Remapping redundant keys
Some of the keyboard keys are rarely used. They can be mapped to more useful ones to reduce finger gymnastics. Karabiner-elements app is used for that.
I use these complex modifications:
Most useful things here:
- Map caps lock to control on hold, escape on click. Good for TouchBar users.
- Left control to hyper key for extra modifier key. I use this to open and bring apps to front.
- Left and right shift keys to parentheses ( and ) if pressed. Normal shift behavior if held.
There is more that can be achieved via karabiner-elements, for instance ctrl-hjkl for arrow keys navigation.
Moving the text cursor with trackpad is slow and imprecise. There are solutions to make it more convenient, like using vim keybindings or native MacOS text navigation shortcuts.
I went for a custom setup:
- ctrl+w/s to scroll the document. This is a KM macro that simulates the scroll wheel.
- ctrl+e/d to jump between text paragraphs. In IntelliJ this shortcut is “Move Caret Backward/Forward a paragraph”. Otherwise it is “alt+up/down”
- ctrl+r/f to page up/down.
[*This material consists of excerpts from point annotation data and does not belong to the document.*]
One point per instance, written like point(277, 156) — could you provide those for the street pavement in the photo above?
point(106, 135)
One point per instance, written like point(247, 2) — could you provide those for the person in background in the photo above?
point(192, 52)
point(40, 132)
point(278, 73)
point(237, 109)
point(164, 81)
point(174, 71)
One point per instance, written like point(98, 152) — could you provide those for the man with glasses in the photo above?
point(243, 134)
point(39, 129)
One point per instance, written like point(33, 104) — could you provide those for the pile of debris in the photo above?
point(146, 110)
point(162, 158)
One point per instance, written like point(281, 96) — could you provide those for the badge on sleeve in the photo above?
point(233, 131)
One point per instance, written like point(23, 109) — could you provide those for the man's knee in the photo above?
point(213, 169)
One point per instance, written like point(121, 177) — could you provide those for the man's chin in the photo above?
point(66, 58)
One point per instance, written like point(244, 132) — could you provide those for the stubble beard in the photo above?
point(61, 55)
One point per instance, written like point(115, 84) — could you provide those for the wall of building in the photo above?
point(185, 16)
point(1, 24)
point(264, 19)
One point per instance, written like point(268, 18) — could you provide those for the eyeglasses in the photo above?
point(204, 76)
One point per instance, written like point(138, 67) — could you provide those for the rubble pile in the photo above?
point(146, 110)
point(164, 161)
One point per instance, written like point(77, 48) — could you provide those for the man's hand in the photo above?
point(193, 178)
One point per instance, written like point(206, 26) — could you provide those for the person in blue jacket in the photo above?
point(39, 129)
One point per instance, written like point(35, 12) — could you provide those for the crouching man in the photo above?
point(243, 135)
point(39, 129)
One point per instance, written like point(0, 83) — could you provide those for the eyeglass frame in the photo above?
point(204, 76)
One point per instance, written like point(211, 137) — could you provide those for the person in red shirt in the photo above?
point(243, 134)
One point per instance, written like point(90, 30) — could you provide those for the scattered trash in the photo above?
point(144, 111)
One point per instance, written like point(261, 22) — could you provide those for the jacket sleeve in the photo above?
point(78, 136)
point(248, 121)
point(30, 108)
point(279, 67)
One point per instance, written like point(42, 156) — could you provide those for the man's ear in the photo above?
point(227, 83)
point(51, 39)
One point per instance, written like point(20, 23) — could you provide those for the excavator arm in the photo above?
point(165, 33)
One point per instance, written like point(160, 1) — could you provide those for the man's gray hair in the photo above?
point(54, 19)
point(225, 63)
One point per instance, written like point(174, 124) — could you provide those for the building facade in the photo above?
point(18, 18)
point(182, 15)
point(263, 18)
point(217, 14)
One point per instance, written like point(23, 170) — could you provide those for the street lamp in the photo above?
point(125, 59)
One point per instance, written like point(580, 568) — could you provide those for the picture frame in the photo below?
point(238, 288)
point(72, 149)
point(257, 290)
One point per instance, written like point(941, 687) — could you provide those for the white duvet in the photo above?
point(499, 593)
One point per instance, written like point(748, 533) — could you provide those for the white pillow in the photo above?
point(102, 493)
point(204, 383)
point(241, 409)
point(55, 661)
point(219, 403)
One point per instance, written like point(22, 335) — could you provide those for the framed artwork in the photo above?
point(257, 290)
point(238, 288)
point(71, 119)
Mapped in KM.
I map different macros to these keybindings so they will work across all apps – code editor, web browser or notes.
Here are my KM code navigation macros.
Switching between apps
I use hyper+keystroke to activate and move the cursor between apps. This is convenient because you don’t have to visually identify the app icon, compared to cmd-tabbing. Moving the cursor to the app is useful in multi screen environment.
I use hyper+g to search in google.
I use hyper+l to toggle clipboard history. This saves you time because you can copy multiple items and don’t have to navigate back and forth between apps.
There are many more shortcuts I use in my workflow. Here are my global KM macros.
Automations have improved my workflow considerably. I can focus more on my ideas and less on navigating the OS or the code editor. I would recommend trying these out to any programmer who feels that expressing her coding ideas could be faster.